What about Christ’s radical obedience to God? Does radical obedience to God inevitably end in death/martyrdom anyway, thus tying the incarnation and crucifixion together as part of the same reconciling act?
I’ve got some hunches, but I want to hear your thoughts.
Labels: Theology












8 Comments:
i have always understood the whole work of christ; birth, life, death and reserection to be the whole story. it was a work of love on the part of the whole God head.
in covenant theology the idea is that we are covenant breakers (the cov with adam, with noah, abe, moses, israel, etc) and in his life christ fulfilled the covenant between human kind and the Godhead because we are unable to, and in his death he took the penalty for our covenant breaking.

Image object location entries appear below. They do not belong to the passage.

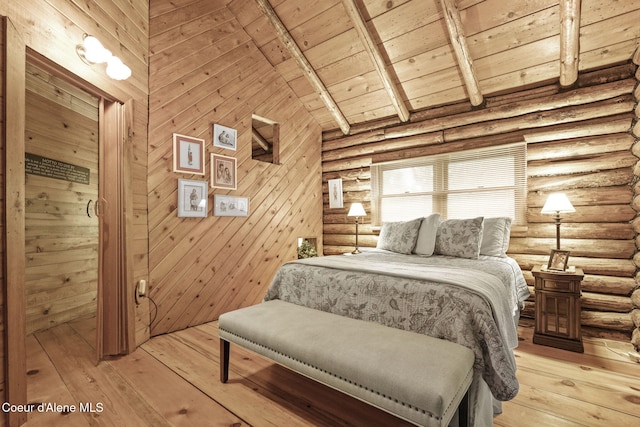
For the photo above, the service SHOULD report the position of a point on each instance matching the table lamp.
(557, 203)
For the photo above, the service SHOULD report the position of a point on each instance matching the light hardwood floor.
(173, 380)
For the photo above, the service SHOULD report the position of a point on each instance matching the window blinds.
(486, 182)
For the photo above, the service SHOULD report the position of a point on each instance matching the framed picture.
(224, 137)
(230, 205)
(335, 193)
(188, 154)
(192, 198)
(558, 260)
(223, 172)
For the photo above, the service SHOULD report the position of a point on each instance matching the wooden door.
(61, 189)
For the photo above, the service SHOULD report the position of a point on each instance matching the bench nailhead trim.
(422, 411)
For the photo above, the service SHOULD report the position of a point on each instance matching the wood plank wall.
(53, 28)
(61, 239)
(579, 142)
(205, 69)
(3, 283)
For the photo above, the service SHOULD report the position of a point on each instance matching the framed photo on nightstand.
(558, 260)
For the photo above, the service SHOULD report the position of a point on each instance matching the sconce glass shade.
(117, 70)
(92, 51)
(557, 203)
(356, 210)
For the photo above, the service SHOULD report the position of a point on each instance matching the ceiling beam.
(303, 63)
(461, 50)
(569, 41)
(376, 57)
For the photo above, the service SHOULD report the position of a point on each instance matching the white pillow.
(426, 242)
(399, 236)
(495, 236)
(460, 237)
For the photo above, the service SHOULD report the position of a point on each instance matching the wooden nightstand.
(558, 309)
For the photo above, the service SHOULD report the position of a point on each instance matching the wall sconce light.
(356, 210)
(91, 51)
(557, 203)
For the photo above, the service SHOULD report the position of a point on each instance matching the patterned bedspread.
(470, 302)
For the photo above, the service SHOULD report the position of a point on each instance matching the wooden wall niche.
(201, 267)
(61, 227)
(579, 142)
(265, 139)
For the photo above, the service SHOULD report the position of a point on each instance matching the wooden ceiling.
(355, 61)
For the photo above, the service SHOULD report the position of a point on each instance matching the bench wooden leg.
(463, 411)
(224, 360)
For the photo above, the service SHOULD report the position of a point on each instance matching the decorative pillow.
(495, 236)
(399, 236)
(460, 237)
(426, 242)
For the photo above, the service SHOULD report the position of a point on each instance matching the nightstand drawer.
(558, 285)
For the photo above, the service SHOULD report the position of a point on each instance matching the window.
(484, 182)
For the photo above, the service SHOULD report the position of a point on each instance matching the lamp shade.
(356, 210)
(557, 203)
(94, 52)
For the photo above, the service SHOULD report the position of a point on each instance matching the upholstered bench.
(421, 379)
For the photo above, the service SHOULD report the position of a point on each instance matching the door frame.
(115, 122)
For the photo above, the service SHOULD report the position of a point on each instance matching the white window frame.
(440, 194)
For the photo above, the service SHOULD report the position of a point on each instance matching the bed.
(447, 279)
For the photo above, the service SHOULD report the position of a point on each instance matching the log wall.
(635, 297)
(579, 142)
(205, 69)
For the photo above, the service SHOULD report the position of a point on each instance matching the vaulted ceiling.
(355, 61)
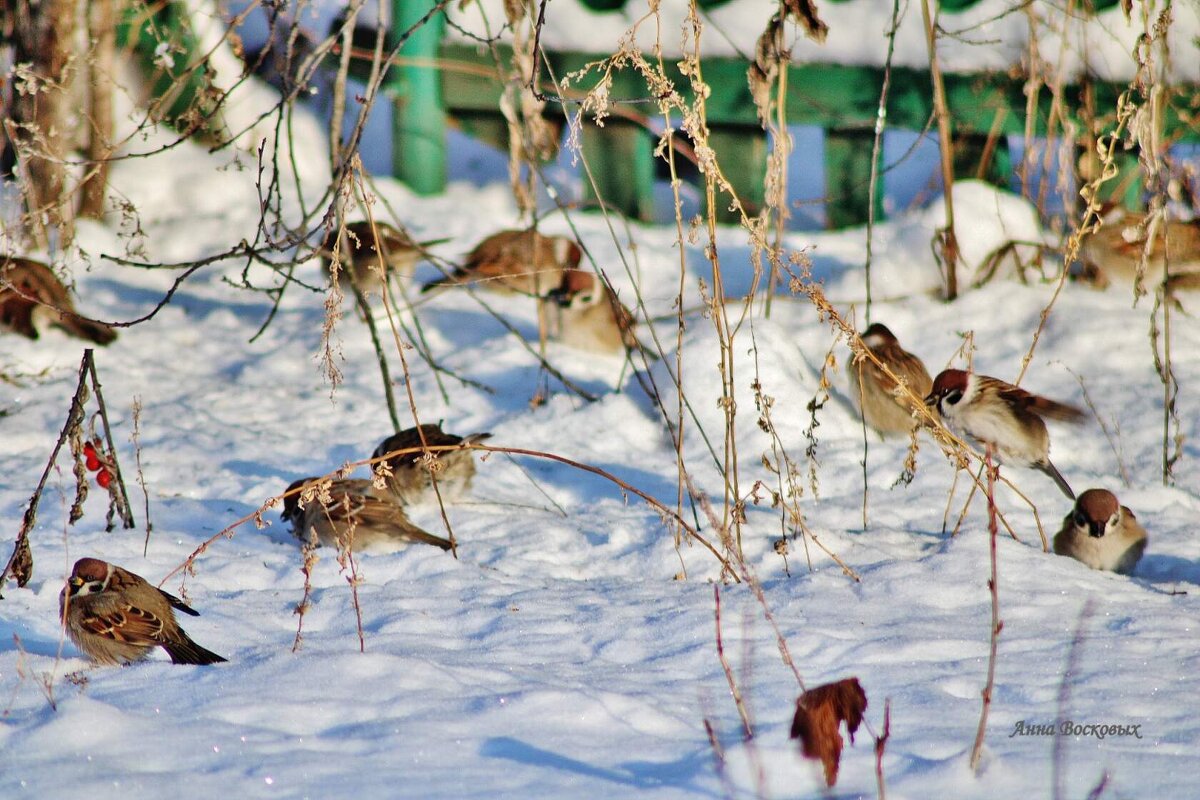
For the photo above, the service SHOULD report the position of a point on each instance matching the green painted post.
(419, 118)
(622, 158)
(847, 156)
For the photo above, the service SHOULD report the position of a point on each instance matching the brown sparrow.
(588, 316)
(1002, 417)
(357, 517)
(409, 481)
(882, 409)
(117, 618)
(1102, 533)
(1113, 253)
(361, 250)
(516, 262)
(31, 296)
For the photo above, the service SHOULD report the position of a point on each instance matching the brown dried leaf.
(804, 12)
(820, 711)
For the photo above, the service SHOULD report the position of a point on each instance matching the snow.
(558, 656)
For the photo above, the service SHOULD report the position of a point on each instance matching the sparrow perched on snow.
(1113, 253)
(360, 251)
(357, 517)
(117, 618)
(1102, 533)
(516, 262)
(1003, 417)
(587, 314)
(31, 296)
(409, 481)
(874, 391)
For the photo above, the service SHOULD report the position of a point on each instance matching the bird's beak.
(559, 296)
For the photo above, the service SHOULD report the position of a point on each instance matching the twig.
(142, 477)
(228, 530)
(881, 744)
(1068, 672)
(747, 728)
(120, 498)
(996, 624)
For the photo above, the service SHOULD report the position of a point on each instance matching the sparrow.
(360, 251)
(31, 296)
(118, 618)
(409, 481)
(1102, 533)
(586, 314)
(1113, 253)
(357, 517)
(516, 262)
(1003, 417)
(870, 388)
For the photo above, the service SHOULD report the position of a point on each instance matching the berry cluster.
(94, 462)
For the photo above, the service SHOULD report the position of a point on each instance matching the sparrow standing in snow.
(1003, 417)
(361, 250)
(882, 409)
(357, 517)
(1102, 533)
(1113, 253)
(586, 314)
(31, 296)
(409, 481)
(117, 618)
(516, 262)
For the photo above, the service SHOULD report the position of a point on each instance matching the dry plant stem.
(949, 244)
(310, 560)
(75, 417)
(780, 642)
(1060, 743)
(123, 505)
(142, 477)
(881, 744)
(1108, 434)
(881, 118)
(862, 417)
(719, 762)
(346, 559)
(381, 359)
(339, 100)
(102, 22)
(949, 501)
(417, 421)
(747, 728)
(45, 116)
(966, 505)
(667, 513)
(996, 624)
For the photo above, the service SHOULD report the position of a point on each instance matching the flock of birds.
(117, 618)
(1009, 422)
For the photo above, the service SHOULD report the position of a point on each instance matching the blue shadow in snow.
(1157, 569)
(637, 775)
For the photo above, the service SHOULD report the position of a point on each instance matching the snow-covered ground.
(558, 656)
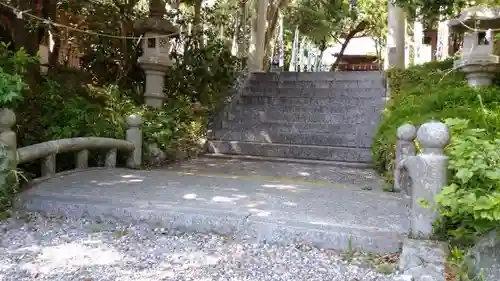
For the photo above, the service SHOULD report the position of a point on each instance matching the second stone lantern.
(155, 60)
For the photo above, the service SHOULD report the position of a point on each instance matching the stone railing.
(421, 175)
(47, 151)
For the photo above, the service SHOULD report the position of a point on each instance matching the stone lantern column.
(155, 60)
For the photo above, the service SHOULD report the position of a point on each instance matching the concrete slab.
(321, 211)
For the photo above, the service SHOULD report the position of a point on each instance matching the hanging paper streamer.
(309, 56)
(281, 44)
(302, 57)
(234, 43)
(293, 60)
(443, 37)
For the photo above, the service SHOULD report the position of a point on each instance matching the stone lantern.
(155, 59)
(478, 55)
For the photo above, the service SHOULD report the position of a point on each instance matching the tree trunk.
(360, 27)
(272, 18)
(257, 47)
(197, 26)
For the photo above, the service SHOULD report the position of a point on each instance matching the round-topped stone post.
(428, 172)
(7, 136)
(155, 59)
(134, 135)
(404, 147)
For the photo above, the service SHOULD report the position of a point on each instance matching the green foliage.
(432, 11)
(13, 66)
(427, 92)
(326, 22)
(470, 205)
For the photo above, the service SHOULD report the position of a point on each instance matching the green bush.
(470, 204)
(71, 103)
(426, 92)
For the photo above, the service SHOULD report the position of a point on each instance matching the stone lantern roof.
(155, 22)
(480, 17)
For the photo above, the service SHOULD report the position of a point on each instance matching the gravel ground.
(36, 247)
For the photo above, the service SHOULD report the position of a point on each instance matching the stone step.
(299, 127)
(331, 85)
(314, 92)
(310, 102)
(318, 76)
(322, 139)
(307, 108)
(312, 152)
(333, 114)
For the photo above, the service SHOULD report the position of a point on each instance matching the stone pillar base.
(153, 95)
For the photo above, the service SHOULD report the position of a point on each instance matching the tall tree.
(325, 22)
(431, 11)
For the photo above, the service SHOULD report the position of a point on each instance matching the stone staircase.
(329, 116)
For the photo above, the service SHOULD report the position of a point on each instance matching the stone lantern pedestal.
(479, 60)
(479, 71)
(156, 58)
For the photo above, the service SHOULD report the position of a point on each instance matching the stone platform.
(326, 206)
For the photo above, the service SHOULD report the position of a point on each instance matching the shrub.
(426, 92)
(470, 204)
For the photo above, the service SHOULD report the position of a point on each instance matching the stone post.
(7, 135)
(395, 56)
(428, 171)
(134, 135)
(257, 46)
(404, 147)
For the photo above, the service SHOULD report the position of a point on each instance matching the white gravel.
(36, 247)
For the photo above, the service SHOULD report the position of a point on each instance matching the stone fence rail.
(47, 151)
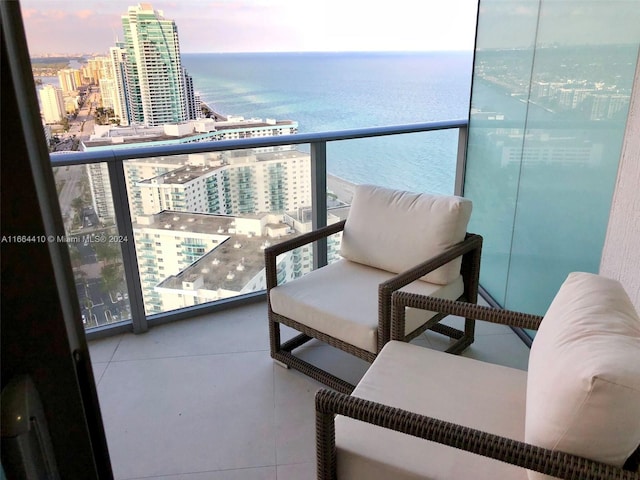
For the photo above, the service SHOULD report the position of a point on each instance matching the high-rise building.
(52, 103)
(117, 60)
(155, 80)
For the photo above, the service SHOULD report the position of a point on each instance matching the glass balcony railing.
(174, 231)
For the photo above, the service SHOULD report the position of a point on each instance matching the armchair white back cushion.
(583, 386)
(394, 230)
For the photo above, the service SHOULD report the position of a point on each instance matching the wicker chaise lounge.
(390, 240)
(575, 414)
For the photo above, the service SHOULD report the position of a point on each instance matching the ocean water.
(338, 91)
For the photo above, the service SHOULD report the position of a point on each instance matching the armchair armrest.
(270, 253)
(472, 244)
(555, 463)
(400, 300)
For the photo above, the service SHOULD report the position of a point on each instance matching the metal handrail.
(62, 159)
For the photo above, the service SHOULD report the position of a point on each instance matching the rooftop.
(229, 266)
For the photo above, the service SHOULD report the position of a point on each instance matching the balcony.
(159, 236)
(201, 398)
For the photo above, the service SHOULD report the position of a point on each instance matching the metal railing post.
(319, 199)
(125, 231)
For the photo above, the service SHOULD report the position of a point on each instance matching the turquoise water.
(337, 91)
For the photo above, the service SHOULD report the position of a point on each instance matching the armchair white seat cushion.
(341, 300)
(448, 387)
(584, 373)
(394, 230)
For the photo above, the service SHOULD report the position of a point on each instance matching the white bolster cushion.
(583, 386)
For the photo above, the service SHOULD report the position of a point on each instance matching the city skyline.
(73, 26)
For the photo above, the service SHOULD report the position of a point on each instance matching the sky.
(91, 26)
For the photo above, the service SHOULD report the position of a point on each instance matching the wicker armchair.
(483, 414)
(391, 240)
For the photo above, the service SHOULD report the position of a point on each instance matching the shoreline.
(340, 187)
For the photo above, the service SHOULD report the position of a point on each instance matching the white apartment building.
(52, 101)
(70, 80)
(231, 183)
(195, 258)
(101, 195)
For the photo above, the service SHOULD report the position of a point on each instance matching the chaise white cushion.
(583, 391)
(341, 300)
(394, 230)
(457, 389)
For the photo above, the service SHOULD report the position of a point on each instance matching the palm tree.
(111, 277)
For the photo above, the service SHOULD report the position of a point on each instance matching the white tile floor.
(201, 398)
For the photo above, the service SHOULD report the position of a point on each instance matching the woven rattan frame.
(550, 462)
(469, 249)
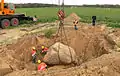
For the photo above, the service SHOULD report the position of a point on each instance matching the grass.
(109, 16)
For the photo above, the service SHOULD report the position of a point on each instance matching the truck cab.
(9, 9)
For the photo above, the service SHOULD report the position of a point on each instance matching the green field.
(110, 16)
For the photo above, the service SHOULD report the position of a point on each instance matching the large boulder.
(60, 54)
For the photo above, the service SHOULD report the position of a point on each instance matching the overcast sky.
(68, 2)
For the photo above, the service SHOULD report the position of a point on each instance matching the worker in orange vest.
(44, 49)
(33, 54)
(42, 66)
(75, 23)
(61, 16)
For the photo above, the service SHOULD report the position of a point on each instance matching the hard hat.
(43, 47)
(33, 48)
(39, 61)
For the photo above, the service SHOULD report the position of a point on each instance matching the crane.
(9, 17)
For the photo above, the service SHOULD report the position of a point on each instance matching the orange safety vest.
(45, 49)
(42, 67)
(75, 22)
(61, 14)
(33, 52)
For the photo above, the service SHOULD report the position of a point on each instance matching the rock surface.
(60, 54)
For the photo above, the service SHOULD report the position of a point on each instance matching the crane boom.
(2, 5)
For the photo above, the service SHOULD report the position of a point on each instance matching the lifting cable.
(61, 31)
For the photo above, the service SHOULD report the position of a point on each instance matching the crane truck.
(8, 17)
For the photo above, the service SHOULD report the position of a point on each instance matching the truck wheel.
(5, 23)
(14, 22)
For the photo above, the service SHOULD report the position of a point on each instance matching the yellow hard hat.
(33, 48)
(39, 61)
(43, 47)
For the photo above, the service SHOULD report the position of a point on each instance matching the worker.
(35, 18)
(61, 16)
(75, 22)
(33, 54)
(44, 50)
(42, 66)
(93, 20)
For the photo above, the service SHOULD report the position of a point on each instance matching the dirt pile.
(88, 42)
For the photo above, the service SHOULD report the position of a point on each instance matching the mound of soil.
(88, 42)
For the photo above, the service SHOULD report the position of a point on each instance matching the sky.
(67, 2)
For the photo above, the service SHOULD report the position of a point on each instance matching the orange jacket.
(42, 67)
(45, 49)
(33, 52)
(61, 14)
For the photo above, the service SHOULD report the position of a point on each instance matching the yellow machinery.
(6, 9)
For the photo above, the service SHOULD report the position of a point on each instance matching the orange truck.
(8, 16)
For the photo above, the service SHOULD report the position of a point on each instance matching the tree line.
(34, 5)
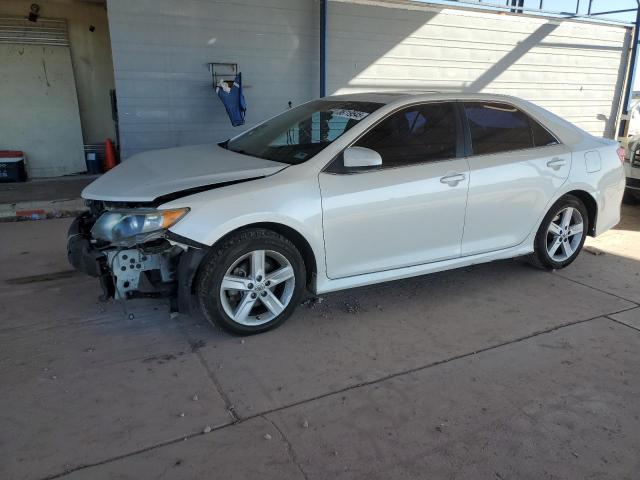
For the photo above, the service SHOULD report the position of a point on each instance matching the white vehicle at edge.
(346, 191)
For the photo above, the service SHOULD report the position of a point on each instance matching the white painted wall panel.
(575, 69)
(160, 52)
(161, 47)
(39, 108)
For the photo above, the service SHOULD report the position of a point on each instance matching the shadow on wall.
(397, 49)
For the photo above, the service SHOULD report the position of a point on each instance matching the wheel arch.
(591, 205)
(291, 234)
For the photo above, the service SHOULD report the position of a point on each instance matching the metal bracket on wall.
(225, 72)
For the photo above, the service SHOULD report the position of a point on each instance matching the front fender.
(281, 199)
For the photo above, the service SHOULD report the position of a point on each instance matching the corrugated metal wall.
(161, 48)
(575, 69)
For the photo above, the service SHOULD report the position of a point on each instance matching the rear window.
(497, 127)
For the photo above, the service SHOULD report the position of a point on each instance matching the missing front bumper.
(161, 268)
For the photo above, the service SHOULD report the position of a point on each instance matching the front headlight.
(116, 226)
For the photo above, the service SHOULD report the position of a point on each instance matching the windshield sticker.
(351, 114)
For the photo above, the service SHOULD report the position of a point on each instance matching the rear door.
(516, 166)
(410, 210)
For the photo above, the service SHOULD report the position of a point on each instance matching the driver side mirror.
(361, 157)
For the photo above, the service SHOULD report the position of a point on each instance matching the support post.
(626, 102)
(323, 48)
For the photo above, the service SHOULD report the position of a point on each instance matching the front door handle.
(556, 163)
(453, 180)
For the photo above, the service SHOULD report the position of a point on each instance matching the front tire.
(561, 234)
(251, 282)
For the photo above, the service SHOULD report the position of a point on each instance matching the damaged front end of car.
(129, 248)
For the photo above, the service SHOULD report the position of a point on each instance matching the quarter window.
(541, 137)
(498, 127)
(417, 134)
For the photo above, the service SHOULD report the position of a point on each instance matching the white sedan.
(342, 192)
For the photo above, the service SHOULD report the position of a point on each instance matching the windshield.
(298, 134)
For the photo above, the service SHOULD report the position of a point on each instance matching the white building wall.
(160, 52)
(573, 68)
(165, 98)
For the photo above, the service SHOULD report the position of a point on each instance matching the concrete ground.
(498, 371)
(43, 197)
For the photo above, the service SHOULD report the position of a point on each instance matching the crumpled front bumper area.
(156, 269)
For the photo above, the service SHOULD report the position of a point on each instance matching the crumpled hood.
(149, 175)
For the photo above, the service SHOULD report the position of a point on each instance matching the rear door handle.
(454, 179)
(556, 163)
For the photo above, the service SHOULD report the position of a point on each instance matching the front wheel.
(561, 234)
(252, 282)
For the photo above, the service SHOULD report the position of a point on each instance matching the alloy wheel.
(564, 234)
(257, 287)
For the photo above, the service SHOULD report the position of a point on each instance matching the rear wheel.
(252, 282)
(561, 234)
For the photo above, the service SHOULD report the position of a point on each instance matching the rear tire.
(251, 282)
(561, 234)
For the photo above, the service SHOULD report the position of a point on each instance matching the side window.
(497, 127)
(417, 134)
(541, 137)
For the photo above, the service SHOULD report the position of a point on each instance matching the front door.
(409, 211)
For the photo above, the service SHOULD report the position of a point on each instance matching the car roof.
(417, 95)
(566, 131)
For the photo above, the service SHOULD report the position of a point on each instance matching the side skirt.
(326, 285)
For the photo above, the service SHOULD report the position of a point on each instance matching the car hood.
(146, 176)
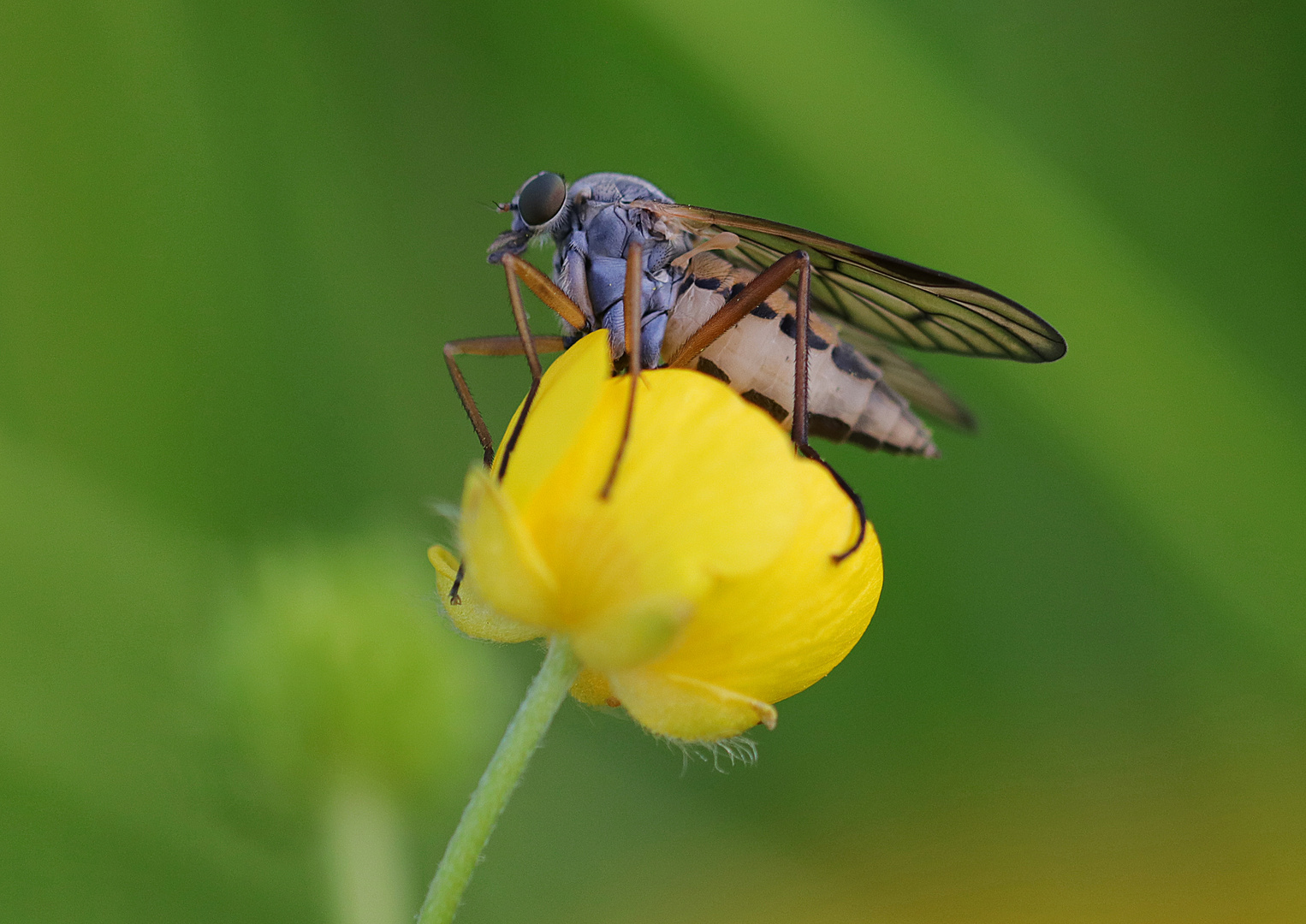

so in covenant theology it isn't just atonement/propitiation but it is that. it isn't just a moral example (think C.Finney) but it is that as well. it is those things and more.
i think our aversion to the idea of substitutionary atonement is more about our high mindedness about violence and how we want to craft God in our image (a modern/postmodern kinda guy, left of center and above such base ideas as a penalty for sin).
we are uncomfortable with it, but that doesn't make it untrue.
i am uncomfortable with it at least. but when i read the book that is a major theme. and i can't get rid of it or redact it or reduce it from the story without ruining the story.
Charlie, if you stop asking questions I think there will be something wrong with you.
The problem with any one model, is that none of them really include everything about salvation. So you are right it is some sort of combination. But just like we didn't create ourselves, we also didn't save ourselves, so we don't just get to take what we like from each model and make that true to salvation.
Theology is our best attempt to talk about what we (think) we know about God. It sounds easy to always chalk it up to mystery, but the more we know, the deeper we become encompassed by the mystery that is God.
I know at some point you'll have to write a paper or two on this stuff and make it sound like you have something concrete to say. Sometimes I think the best we can do is be humbled and full of awe, and let it be.
I like Noble's visual representation of the life of Christ. I know that I was supposed to write about salvation and demonstrate some sort of understanding but at some point in that process it seemed to cheapen salvation. Drawing parallels, conforming metaphors, juggling every viewpoint presented in scripture hurt my head. I just quit. Literally. My paper was only a draft when I turned it in.
This might seem hoaky but I do much better when I keep the story on my tongue, and the pictures in my brain and stop trying to make it all fit together. I let each piece inform the other pieces and be thankful that every single part of me is saved by Christ's life, death and resurrection. It's not any one part but the whole. Maybe God could have made salvation some other way, but God didn't. Because it is this way, it had to be. It is what it is. The incarnation, the crucifixion, the transfiguration, the ascension, the promised return...every piece.
Salvation is granted, but the fullness of it is yet to come, right? Or did I miss something? When God entered time and space we encountered God in a way that helped us to understand what God had been doing all along. Jesus Christ coming and the whole story that we know is just the piece of the "puzzle" that God let us in on. But it started at creation really and has been continuous throughout eternity. So of course we can't separate the incarnation from the crucifixion from the resurrection to attempt an explanation or understandingof what God did in Christ to bring salvation to the Creation including humanity.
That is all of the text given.